Why the word "panties" is so awful

Sure, when said within the confines of a lingerie store, by an older saleswoman with a tape measure around her neck and glasses slipping down her nose, it’s fine: “Did you see the black underwire has the matching panty?” But taken out of this context, the word “panty” can be grimace-inducing—and there are a few possible reasons for that.

I’ve heard several people refer to the word as “infantilizing.” The addition of the suffix “-ies” (or in the singular form, “-y”) converts the word into a diminutive. Literally: “little pants.” The suffix puts it in the same category as “booties” and “blankies”—words often associated with small children. In fact, according to the Oxford English Dictionary, the first known use of “panties” is from a 1908 set of instructions for making doll clothes. “The undergarment is … easily made, for the little waist and panties are cut in one piece.” Women, it seems, would rather not shimmy into a garment whose name would also suggest they are shimmying into a pair of knee socks and saddle shoes and handed an oversized lollipop.
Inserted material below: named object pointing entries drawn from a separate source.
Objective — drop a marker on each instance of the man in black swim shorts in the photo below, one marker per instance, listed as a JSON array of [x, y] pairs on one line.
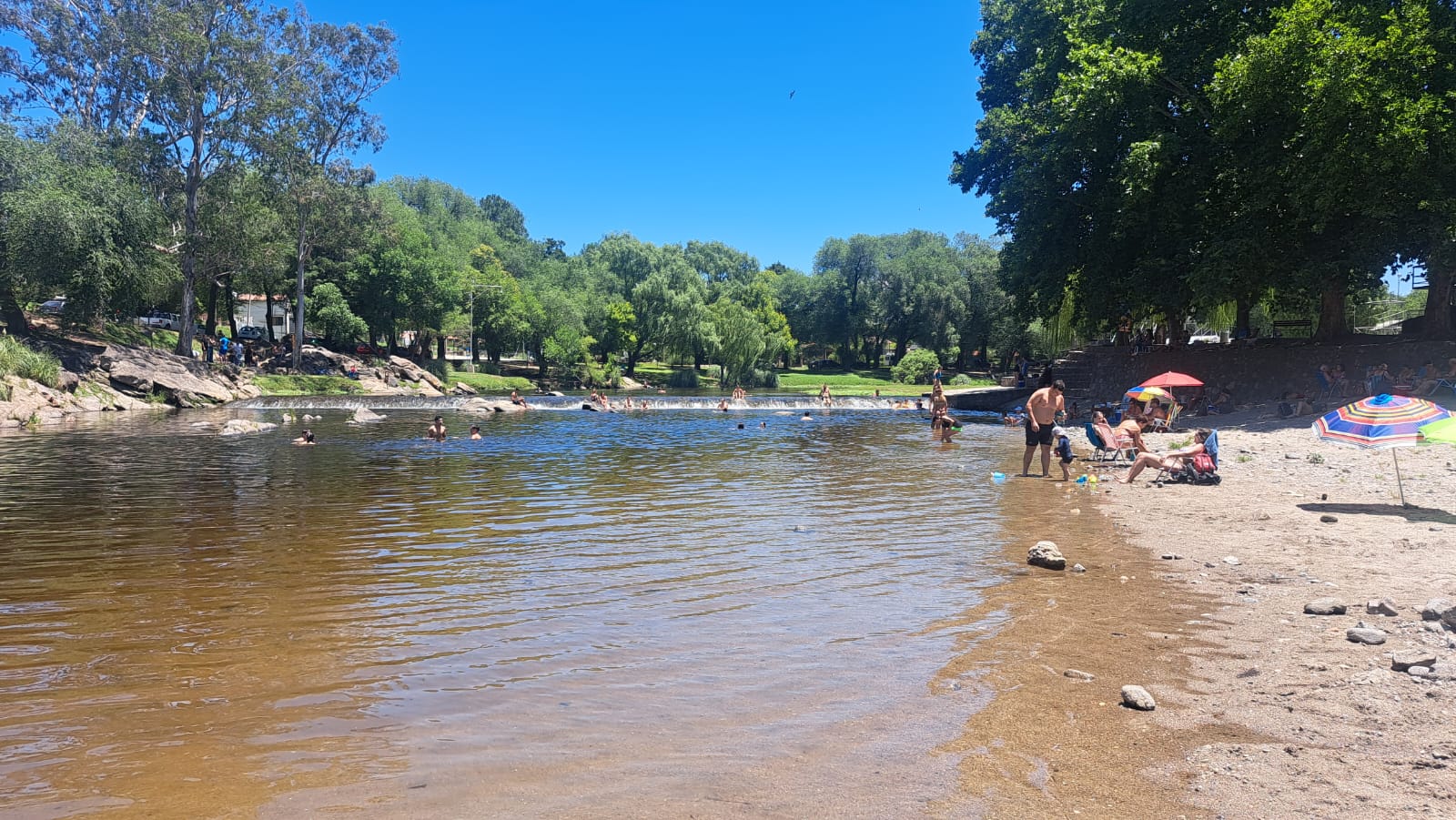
[[1041, 415]]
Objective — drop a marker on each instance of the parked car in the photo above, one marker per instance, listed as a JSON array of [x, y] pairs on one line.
[[160, 320]]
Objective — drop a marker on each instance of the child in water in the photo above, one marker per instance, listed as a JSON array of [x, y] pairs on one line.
[[1063, 450]]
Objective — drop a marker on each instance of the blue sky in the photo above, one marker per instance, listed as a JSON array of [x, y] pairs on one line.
[[673, 120]]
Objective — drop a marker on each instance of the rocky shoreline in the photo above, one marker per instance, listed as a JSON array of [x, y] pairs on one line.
[[1279, 645], [1334, 637], [120, 378]]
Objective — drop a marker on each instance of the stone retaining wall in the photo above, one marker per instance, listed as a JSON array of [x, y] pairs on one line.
[[1257, 373]]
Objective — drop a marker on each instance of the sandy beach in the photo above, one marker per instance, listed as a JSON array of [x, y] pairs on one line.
[[1198, 594]]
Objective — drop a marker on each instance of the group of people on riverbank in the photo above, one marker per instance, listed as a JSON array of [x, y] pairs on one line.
[[1423, 380]]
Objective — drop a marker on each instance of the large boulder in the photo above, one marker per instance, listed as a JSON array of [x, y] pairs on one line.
[[245, 426], [149, 370], [364, 415]]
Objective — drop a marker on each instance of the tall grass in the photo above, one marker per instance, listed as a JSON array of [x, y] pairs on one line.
[[28, 363]]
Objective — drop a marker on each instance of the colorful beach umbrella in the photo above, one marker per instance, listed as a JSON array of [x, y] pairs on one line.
[[1380, 422], [1172, 379], [1441, 431], [1145, 393]]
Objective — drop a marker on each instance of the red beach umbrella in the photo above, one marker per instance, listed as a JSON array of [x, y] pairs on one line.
[[1172, 379]]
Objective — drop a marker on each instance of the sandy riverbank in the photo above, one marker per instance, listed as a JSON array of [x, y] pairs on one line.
[[1263, 711]]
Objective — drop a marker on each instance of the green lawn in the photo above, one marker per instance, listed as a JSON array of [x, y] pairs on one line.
[[487, 383], [131, 334], [856, 382], [306, 385]]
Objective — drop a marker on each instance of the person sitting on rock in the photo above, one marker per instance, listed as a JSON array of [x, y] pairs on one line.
[[1172, 461]]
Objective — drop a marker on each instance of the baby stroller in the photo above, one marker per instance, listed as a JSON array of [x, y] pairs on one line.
[[1201, 468]]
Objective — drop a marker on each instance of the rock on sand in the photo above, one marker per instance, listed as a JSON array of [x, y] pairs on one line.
[[1046, 553], [1324, 606], [1365, 635], [1138, 698]]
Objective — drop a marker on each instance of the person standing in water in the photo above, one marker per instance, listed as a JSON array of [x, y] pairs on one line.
[[1041, 414]]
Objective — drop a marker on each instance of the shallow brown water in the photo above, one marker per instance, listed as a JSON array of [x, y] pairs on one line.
[[581, 615]]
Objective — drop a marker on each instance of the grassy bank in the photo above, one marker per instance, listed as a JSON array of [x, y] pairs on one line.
[[487, 383], [856, 382], [136, 335], [306, 385], [28, 363]]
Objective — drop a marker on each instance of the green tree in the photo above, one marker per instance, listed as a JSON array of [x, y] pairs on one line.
[[70, 223], [331, 317], [318, 121]]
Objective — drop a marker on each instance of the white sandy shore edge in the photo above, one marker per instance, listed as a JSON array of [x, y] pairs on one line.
[[1341, 732]]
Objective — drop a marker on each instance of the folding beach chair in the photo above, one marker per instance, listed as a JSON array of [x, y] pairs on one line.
[[1099, 449], [1198, 470]]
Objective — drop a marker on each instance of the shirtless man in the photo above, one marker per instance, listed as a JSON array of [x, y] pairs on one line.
[[1041, 414]]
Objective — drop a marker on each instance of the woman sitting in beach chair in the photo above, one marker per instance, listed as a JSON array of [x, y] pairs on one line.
[[1107, 440], [1177, 459]]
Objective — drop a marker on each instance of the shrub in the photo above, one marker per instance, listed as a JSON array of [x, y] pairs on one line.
[[916, 368], [683, 379], [28, 363], [437, 368]]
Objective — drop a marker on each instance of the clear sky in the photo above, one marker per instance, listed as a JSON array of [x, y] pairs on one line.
[[673, 120]]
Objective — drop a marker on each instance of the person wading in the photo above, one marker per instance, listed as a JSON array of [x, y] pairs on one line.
[[1041, 414]]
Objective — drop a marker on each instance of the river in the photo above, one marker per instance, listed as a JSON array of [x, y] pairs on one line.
[[580, 615]]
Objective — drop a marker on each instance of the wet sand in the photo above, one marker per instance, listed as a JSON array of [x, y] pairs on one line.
[[1263, 711]]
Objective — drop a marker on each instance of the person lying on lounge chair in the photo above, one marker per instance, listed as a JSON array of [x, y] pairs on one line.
[[1132, 430], [1172, 461], [1110, 437]]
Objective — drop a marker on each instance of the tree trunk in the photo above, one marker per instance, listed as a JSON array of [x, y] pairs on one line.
[[302, 259], [12, 315], [232, 306], [211, 308], [191, 237], [1331, 309], [1439, 303]]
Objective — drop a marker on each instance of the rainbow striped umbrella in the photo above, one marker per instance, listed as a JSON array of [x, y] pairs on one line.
[[1143, 393], [1380, 422]]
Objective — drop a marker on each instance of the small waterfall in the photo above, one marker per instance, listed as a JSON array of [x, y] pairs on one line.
[[771, 402], [574, 402]]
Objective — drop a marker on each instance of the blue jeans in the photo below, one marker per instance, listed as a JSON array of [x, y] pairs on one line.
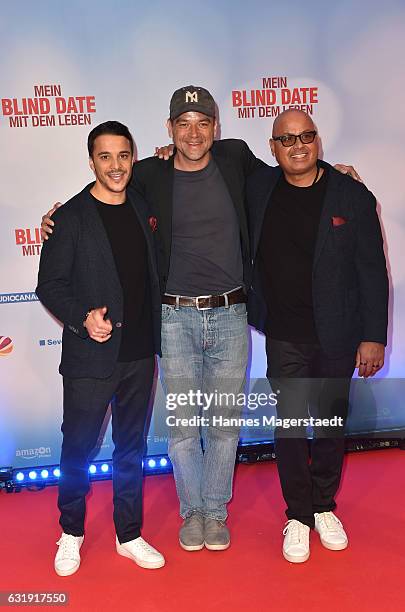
[[204, 351]]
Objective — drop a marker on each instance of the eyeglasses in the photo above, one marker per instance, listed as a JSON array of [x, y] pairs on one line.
[[288, 140]]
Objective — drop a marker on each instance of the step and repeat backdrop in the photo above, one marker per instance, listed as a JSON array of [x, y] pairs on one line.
[[69, 66]]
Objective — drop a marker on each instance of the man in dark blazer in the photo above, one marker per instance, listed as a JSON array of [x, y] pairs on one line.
[[98, 276], [320, 294]]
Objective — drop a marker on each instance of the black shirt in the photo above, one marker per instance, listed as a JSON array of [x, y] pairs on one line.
[[206, 255], [285, 256], [129, 250]]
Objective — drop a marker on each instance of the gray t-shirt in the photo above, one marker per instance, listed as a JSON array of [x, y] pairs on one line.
[[206, 253]]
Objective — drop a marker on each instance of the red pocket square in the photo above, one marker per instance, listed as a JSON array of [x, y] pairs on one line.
[[336, 221], [153, 223]]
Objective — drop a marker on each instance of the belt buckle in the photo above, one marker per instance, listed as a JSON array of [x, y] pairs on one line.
[[202, 297]]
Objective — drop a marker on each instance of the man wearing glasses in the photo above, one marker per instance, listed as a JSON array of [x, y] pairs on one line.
[[320, 294]]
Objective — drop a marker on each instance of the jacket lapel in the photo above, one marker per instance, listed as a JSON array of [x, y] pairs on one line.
[[263, 202], [96, 229], [143, 214], [227, 170], [332, 198]]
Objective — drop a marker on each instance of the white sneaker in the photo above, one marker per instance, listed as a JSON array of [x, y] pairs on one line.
[[330, 530], [141, 552], [296, 541], [67, 560]]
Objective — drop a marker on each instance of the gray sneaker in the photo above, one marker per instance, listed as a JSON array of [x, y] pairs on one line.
[[216, 535], [191, 535]]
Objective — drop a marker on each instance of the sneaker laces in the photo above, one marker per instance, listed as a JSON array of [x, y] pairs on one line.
[[141, 543], [330, 521], [68, 546], [294, 530]]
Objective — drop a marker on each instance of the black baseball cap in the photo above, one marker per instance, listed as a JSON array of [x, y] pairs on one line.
[[192, 98]]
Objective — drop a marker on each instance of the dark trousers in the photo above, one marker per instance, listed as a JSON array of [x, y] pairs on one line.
[[309, 384], [85, 403]]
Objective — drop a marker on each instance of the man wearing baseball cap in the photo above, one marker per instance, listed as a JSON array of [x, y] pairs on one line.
[[203, 261]]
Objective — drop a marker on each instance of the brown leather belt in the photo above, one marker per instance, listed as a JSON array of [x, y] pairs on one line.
[[205, 302]]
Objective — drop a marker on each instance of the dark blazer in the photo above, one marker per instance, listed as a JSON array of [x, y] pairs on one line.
[[153, 179], [349, 276], [77, 273]]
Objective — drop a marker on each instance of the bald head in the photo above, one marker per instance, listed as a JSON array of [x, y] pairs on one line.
[[297, 150], [289, 117]]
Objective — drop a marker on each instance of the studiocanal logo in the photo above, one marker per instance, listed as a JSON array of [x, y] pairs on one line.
[[13, 298], [29, 240], [6, 346], [50, 342]]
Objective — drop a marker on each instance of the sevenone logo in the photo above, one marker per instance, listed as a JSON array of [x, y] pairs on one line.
[[11, 298], [6, 346], [50, 342], [36, 453], [29, 240]]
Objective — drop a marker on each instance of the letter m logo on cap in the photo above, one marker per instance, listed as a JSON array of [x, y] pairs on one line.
[[191, 96]]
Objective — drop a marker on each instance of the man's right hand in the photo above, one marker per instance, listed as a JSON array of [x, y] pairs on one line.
[[98, 328], [47, 223], [164, 152]]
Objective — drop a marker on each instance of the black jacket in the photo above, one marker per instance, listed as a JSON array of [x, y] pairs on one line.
[[77, 273], [349, 275], [153, 179]]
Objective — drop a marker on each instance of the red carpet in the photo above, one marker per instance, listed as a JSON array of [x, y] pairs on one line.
[[251, 575]]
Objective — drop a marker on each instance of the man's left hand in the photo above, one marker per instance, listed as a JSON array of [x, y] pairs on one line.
[[369, 358], [348, 170]]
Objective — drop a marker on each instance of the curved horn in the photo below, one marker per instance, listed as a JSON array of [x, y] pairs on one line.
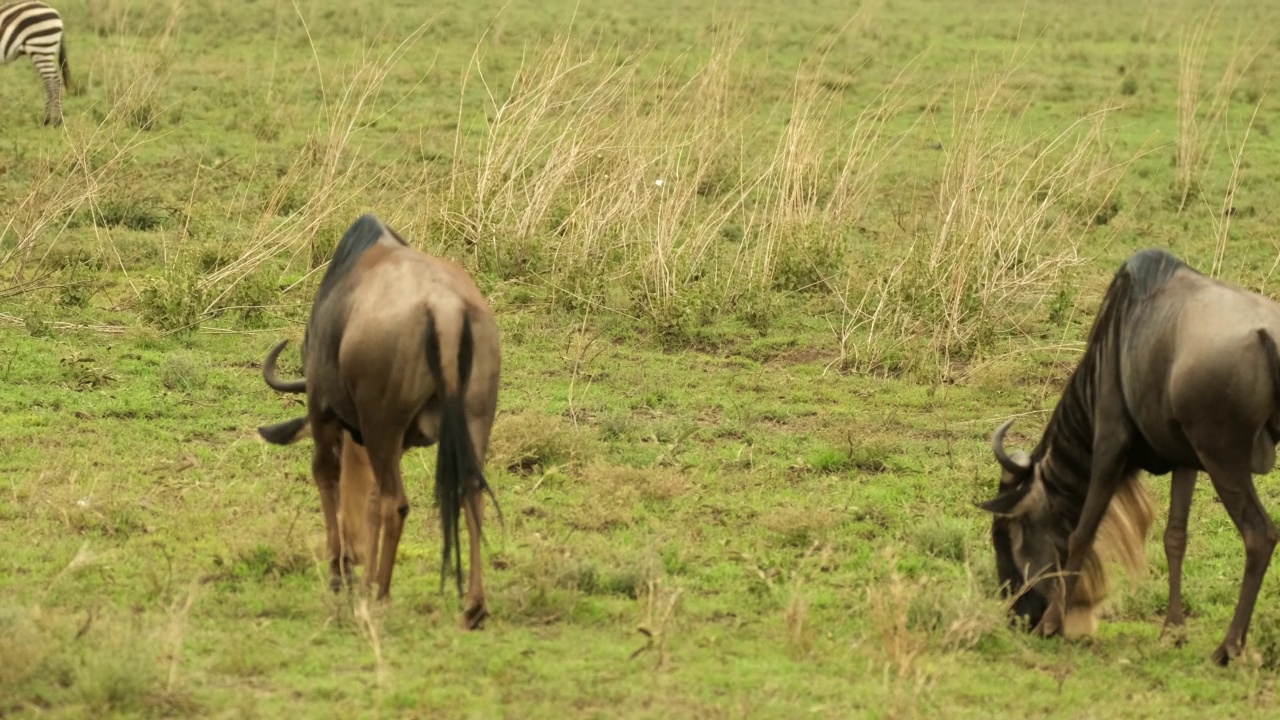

Or, on the other hand, is “panties” such a grown-up word that it’s too sexy? There’s a great scene in Legally Blonde in which a bunch of old, crotchety admissions officers are reviewing Elle Woods’s (Reese Witherspoon) law school application. “She designed a line of faux-fur panties for her sorority’s charity project,” says one, his eyes agog. “Uh-huh,” says another equally dopey administrator. “She’s a friend to the animals as well as a philanthropist.”